Increasingly she wanted to give voice to her feelings, but on a wider scale. At 19, she auditioned to
become a presenter on the satellite TV channel Kurdistan TV, and landed the role. For the next two
years she fronted a youth TV show for an international audience that had never come across such a
thing before. In this way, she became an inspiration to millions, a 21 st-century woman with her own
identity, refusing to have any limitations imposed on her by anybody. She was sent the kind of fanmail only trailblazers receive – and weathered the kind of invective only ever reserved for trailblazers,
too. Having recorded the show in Europe, she had no idea that she had become a superstar in
Kurdistan.
“I would get phone calls from men saying to me: Who do you think you are, to act like that on TV? I
never answered them directly, but I always said to myself: I will show you who I am.”
By the time she became a recording artist two years later, singing songs befitting someone who was
very much her own woman – one song, she recalls, concerned “having my lips on a guy’s lips” – she
was being denounced by the more conservative parts of society, such as Kurdish mullahs who would
speak out against her during prayer time. “One of them said I should be hanged with a rope of fire
around my neck. It became dangerous for me to visit my homeland.”

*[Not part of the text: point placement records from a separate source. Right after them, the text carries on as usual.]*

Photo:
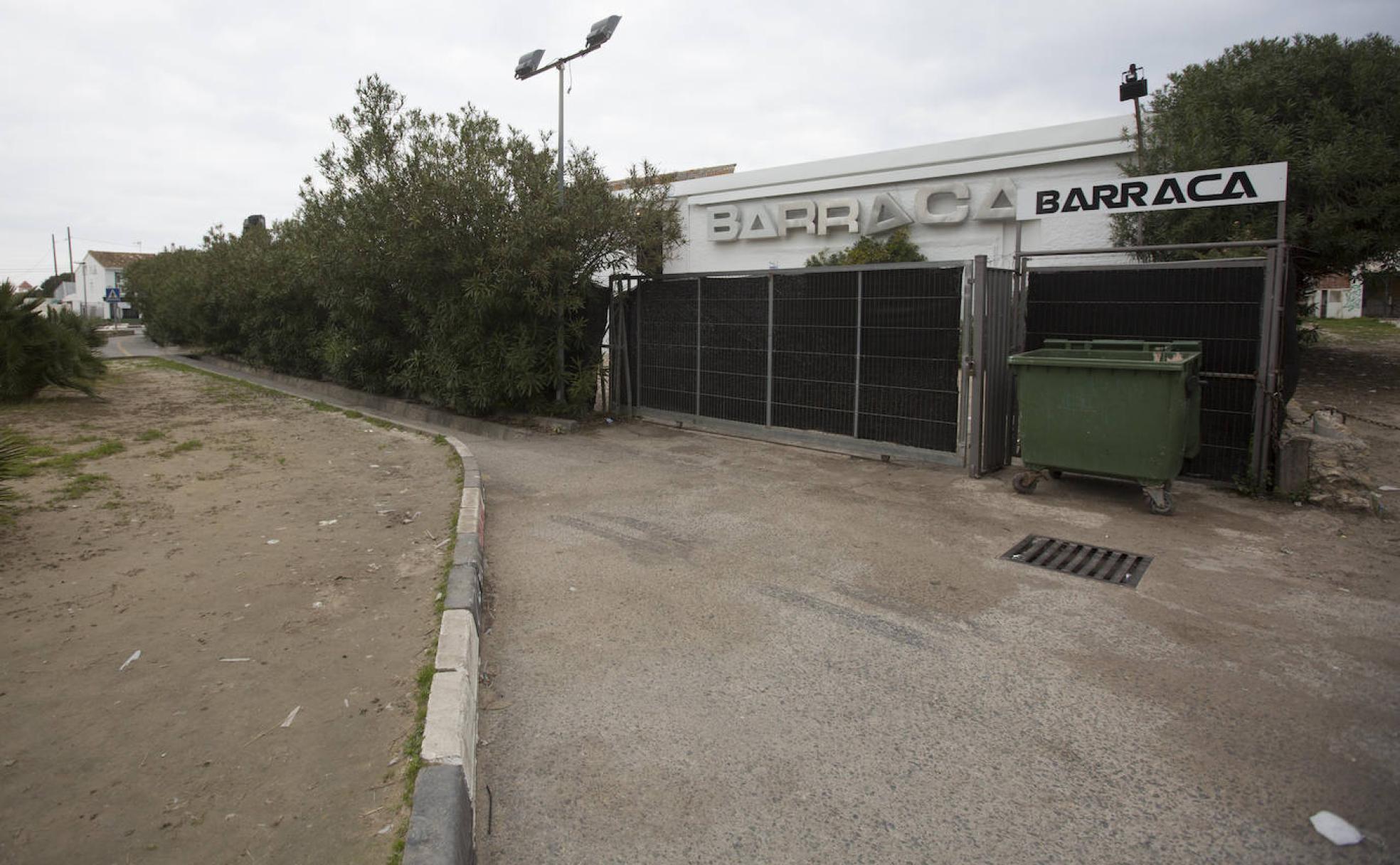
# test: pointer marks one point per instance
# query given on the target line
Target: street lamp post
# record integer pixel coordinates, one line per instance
(528, 68)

Meanwhile, she was experiencing similar battles at home.
“My parents are proud of me now, but the fight has been a long one,” she says, smiling sadly. “I would
always say to people to make sure you fight for your freedom at home first. But you see, I never had
any bad intentions in all this, I just wanted to express myself, to give other people hope, and to make
other people happy. When you have seen as much war and destruction as I have, you want only to
spread peace and love; freedom.”
Four years ago, she released the single Open Your Eyes, a song with a powerful message to her
detractors and fans alike. This prompted the beginning of new era, Dashni now receiving not only
widespread acceptance, but also adoration, especially across the Kurdish diaspora. The song was a
huge hit across the Middle East, and in Holland, too, and soon after Dashni was offered a record deal
with an established Lebanese record label. Just as Dashni’s music career seemed to take off, her
management team and financiers blocked the opportunity, as she became the victim of a cruel plot.

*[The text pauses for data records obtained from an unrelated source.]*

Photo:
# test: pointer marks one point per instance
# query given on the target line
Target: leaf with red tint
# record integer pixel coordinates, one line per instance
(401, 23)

Thereafter, for reasons unknown, Dashni’s supposedly trusted backers pulled the rug from under her
feet, and withdrew their support.
Subsequently, and to her devastation, Dashni’s music career lay dormant for the next three years.
Dashni is 30 years old now, and divides her time between Holland, London and Kurdistan, while her
album was recorded as far afield as Los Angeles and Norway. With her new album, she plans to
crossover into the UK, the US, “and wherever else they’ll listen to me,” she says humbly, in an effort
to spread her message globally. As humble as she may be, this inimitable force of nature has great
ambition: to achieve gender equality and eliminate child poverty in Kurdistan, to change the way the
rest of the world sees Kurdistan, raising her homelands international profile, particularly in its quest
for independence, and to take Green Kids world-wide, focussing on its primary goal of educating
children about the environment and climate change.

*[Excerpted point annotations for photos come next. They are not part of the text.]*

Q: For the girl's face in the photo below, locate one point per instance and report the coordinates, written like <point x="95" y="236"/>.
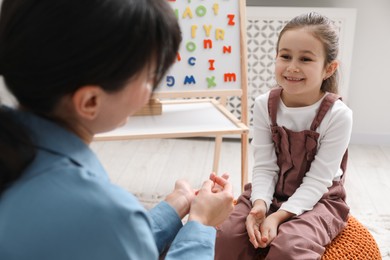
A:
<point x="300" y="68"/>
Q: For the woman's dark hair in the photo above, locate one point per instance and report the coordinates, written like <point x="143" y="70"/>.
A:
<point x="324" y="30"/>
<point x="50" y="48"/>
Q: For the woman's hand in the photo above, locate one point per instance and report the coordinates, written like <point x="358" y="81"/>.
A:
<point x="254" y="220"/>
<point x="269" y="227"/>
<point x="213" y="202"/>
<point x="181" y="198"/>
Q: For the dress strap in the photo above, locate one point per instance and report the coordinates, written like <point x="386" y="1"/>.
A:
<point x="326" y="104"/>
<point x="273" y="101"/>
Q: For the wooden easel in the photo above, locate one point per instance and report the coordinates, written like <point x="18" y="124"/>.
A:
<point x="198" y="113"/>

“I have had to struggle a lot to be who I am, but I still love my country and my culture,” she says. “We
only ever hear of the negative things that come out of Iraq, Kurdistan, and across the Middle East,
but these are beautiful countries, filled with beautiful people. I want to show that side to these places.
I want to celebrate our multi-culturalism. Music is a tool; it can be a weapon you can use to tackle
issues. Of course, I want us all to come together to eliminate terrorism. I want our people to stop
dying, and I want to help revive our ancient civilisation and to renew our culture.
And as I attempt to do so, I will not,” she says, “be silenced.”